悔しそうに歯を食いしばった後、苦しんでいる望に歩み寄る

「っ、はぁはぁ、歩…?」

入ってきたのは歩と鋭利な鉈を持った人間だった。歩は望をみて、そして望の目の前にあるモノをみて歯を食いしばる

「よう人殺し」

「っ、そんなこと!」

「あるに決まってんだろぅがぁ!」

歩の目を見た。そこにあったのは友人を見る目ではなかった、あの頃に笑いあった目ではなかった、そこにあったのはどこまでも憎い者を見る目だった

「俺の目の前で華輝が殺された!目の前で悲鳴をあげるあいつを見た!いつまでたっても泣き叫ぶあいつの姿が離れねぇ!…なぁなんであいつが殺されたと思う?」

「それは…」

「てめぇといたからだよ人殺しが、いいか、よく聞け、俺はいつまでたっても」

歩の後ろには鉈を振り上げる人間が…

『てめぇの人生を呪い続ける』

瞬間歩の頭が俺の目の前から消えた

「あ、あぁ、Agaaaaaaaaaaaa!!」

歩の死と歩が言った最期の言葉が望の心を完璧に壊し、その身を未だあふれでる憎悪に明け渡した。

そして獣が産声をあげ、世界を滅ぼし、世界は廻った





「おや、やっと世界が。」

そこは世界の外。どこまでも白い空間に、どこまでも続く本棚がならび続ける。

そこに一人の男がたっていた。男の身長はそれなりに高く、黒髪黒目をして、藍色の武士が着るような着物を着た男だった。その手には終わったばかりの物語と、空白のページが続くなにも書かれていない本を持っていた。

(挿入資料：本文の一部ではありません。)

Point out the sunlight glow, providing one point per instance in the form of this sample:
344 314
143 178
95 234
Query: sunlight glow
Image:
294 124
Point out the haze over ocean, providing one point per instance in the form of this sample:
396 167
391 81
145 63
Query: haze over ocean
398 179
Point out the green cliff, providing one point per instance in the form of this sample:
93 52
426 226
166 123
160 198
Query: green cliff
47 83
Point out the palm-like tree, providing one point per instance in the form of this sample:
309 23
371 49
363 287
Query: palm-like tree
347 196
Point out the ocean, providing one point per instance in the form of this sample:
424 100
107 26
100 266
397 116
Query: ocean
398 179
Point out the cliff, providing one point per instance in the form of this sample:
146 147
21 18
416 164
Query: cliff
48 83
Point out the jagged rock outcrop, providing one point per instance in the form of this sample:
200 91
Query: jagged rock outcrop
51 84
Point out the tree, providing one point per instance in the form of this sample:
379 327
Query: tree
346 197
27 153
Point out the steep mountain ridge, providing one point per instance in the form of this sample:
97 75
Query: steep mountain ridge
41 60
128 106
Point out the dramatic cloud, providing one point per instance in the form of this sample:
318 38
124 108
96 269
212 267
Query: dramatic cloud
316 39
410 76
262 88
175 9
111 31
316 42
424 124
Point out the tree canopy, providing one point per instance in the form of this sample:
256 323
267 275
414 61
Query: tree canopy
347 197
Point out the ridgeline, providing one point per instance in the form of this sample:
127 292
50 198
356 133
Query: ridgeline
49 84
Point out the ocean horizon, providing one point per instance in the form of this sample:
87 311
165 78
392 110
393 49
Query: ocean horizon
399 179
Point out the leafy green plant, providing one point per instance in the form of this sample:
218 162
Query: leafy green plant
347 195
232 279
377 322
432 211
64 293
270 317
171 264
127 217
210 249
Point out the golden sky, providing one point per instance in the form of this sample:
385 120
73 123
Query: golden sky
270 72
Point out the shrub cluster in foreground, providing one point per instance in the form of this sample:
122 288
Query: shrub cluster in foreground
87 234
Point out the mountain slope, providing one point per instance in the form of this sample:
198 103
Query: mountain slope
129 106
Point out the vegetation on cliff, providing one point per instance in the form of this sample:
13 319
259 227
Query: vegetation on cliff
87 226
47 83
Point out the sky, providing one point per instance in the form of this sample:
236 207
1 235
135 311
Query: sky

男の名は『グロフ』世界全ての物語とその世界の運命を書き記した本が置いてある『始まりの書庫』の守護と管理を『世界の法』から任された一柱の神である。

「世界は常に表裏一体、世界はどこまでも廻り続ける。終わりの裏には始まりがあり、始まりがあるかぎり終わりがまた存在している。そして重要なのは、愛情の裏には憎悪があると言うこと。さて、今回あの子はどの道を選ぶのかな」

いつか遥か昔の果てにただ唯一の自分の友人との約束を思い出した。生まれたばかりの人形を見る彼が今どんな顔をしているのかを知っている人物はいない。